Fast forward three years, and I find myself now at the leadership of the world-leading carbon management platform, guiding thousands of companies on a path to net zero. My ecological anxiety has vanished. Importantly, my story is not an isolated one. Increasingly, my colleagues are reaching out to seek advice on how to transition into roles with a climate-related focus.
How to get there
All of this being said, while sustainability may be a great opportunity, it is paramount that it becomes accessible to all companies. While large groups can hire an army of ESG professionals and pay for extensive men-hours from top consulting firms, smaller businesses might not have this luxury. Some aspects of setting a sustainable strategy, notably carbon accounting, can be very technical and seem out of reach for some firms.
Technology and innovation have a crucial role to play in the democratization of sustainability across businesses.

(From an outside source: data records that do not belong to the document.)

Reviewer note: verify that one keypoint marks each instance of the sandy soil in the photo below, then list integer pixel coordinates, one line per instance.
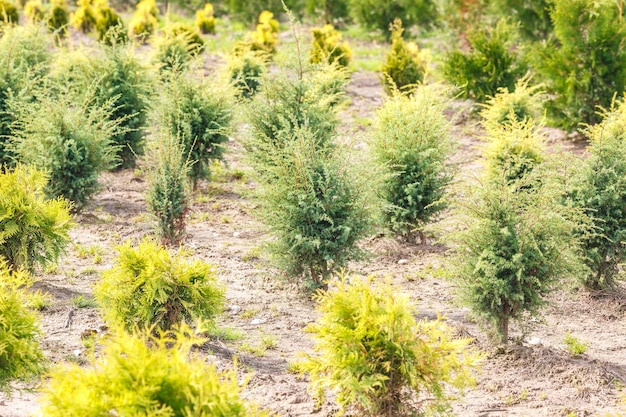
(534, 376)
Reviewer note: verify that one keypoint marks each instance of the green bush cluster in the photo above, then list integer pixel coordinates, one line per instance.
(491, 64)
(585, 64)
(146, 376)
(377, 359)
(329, 47)
(601, 189)
(33, 229)
(21, 357)
(205, 21)
(149, 288)
(411, 141)
(405, 65)
(167, 195)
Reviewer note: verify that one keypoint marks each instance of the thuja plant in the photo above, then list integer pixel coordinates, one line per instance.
(517, 240)
(70, 138)
(378, 360)
(411, 141)
(24, 62)
(601, 189)
(147, 375)
(167, 190)
(33, 229)
(199, 112)
(329, 47)
(492, 62)
(507, 107)
(585, 64)
(314, 202)
(150, 288)
(405, 65)
(21, 357)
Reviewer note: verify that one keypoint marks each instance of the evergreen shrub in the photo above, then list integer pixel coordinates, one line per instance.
(585, 64)
(33, 229)
(405, 65)
(492, 62)
(149, 288)
(329, 47)
(377, 359)
(411, 141)
(21, 357)
(146, 375)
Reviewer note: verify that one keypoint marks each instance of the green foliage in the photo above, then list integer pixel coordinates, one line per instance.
(205, 21)
(246, 71)
(585, 65)
(313, 202)
(144, 20)
(70, 138)
(167, 194)
(33, 229)
(33, 10)
(513, 151)
(411, 141)
(379, 14)
(329, 47)
(24, 61)
(20, 354)
(148, 287)
(146, 376)
(84, 17)
(574, 346)
(533, 16)
(522, 104)
(377, 359)
(601, 189)
(8, 12)
(405, 65)
(58, 18)
(517, 240)
(199, 112)
(491, 64)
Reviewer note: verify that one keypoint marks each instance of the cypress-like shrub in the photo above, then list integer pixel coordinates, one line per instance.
(149, 288)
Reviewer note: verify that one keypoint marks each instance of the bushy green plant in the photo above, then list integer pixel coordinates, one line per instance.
(205, 21)
(411, 141)
(167, 194)
(57, 17)
(378, 359)
(585, 65)
(379, 14)
(521, 104)
(601, 189)
(405, 65)
(313, 202)
(329, 47)
(145, 376)
(517, 241)
(8, 12)
(69, 138)
(33, 229)
(84, 17)
(199, 112)
(148, 287)
(513, 151)
(491, 64)
(246, 71)
(20, 354)
(33, 10)
(144, 20)
(24, 61)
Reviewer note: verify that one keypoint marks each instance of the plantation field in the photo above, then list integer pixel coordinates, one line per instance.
(536, 376)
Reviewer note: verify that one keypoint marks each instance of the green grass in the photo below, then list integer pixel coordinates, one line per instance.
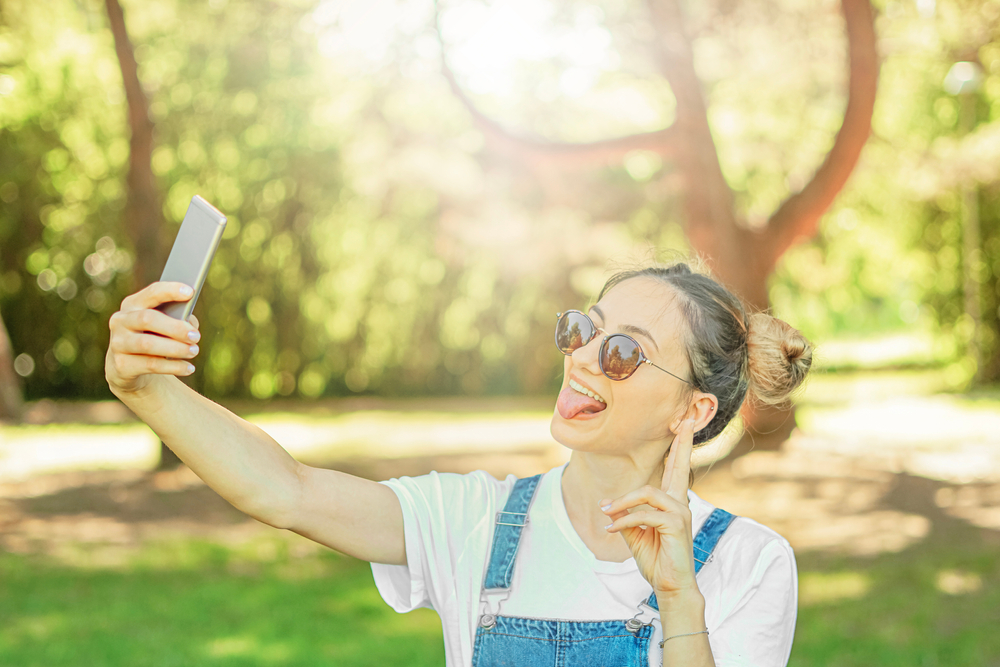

Big data, artificial intelligence, software, low-code applications, or APIs can be leveraged to make climate and social action intuitive, collaborative, and cost-efficient. In the past 5 years, an ecosystem of startups emerged to support companies with limited budgets in embarking on a climate journey and making significant strides in reducing their impact on the planet. The excuse of limited resources and maturity is becoming increasingly untenable as cost-effective solutions proliferate, which feed virtuous effects as more companies engage their ecosystems in a path to net zero.
In conclusion, the notion that sustainability is a luxury that companies can afford to ignore in the pursuit of survival is misguided. In fact, embracing sustainability is not only compatible with survival but is a pragmatic imperative for thriving in the modern business landscape. Reporting carbon emissions and committing to sustainable practices offer competitive advantages, enhance brand identity, lower cost of capital, and attract top talent.
As the macroeconomic environment gets harder to navigate and companies fight for survival, they must recognize that the sustainability agenda is not just a moral obligation – it’s a strategic necessity for long-term success. Companies that fail to act will lag behind and miss key strategic opportunities, while those that embrace sustainability will position themselves as industry leaders. And this is just the beginning.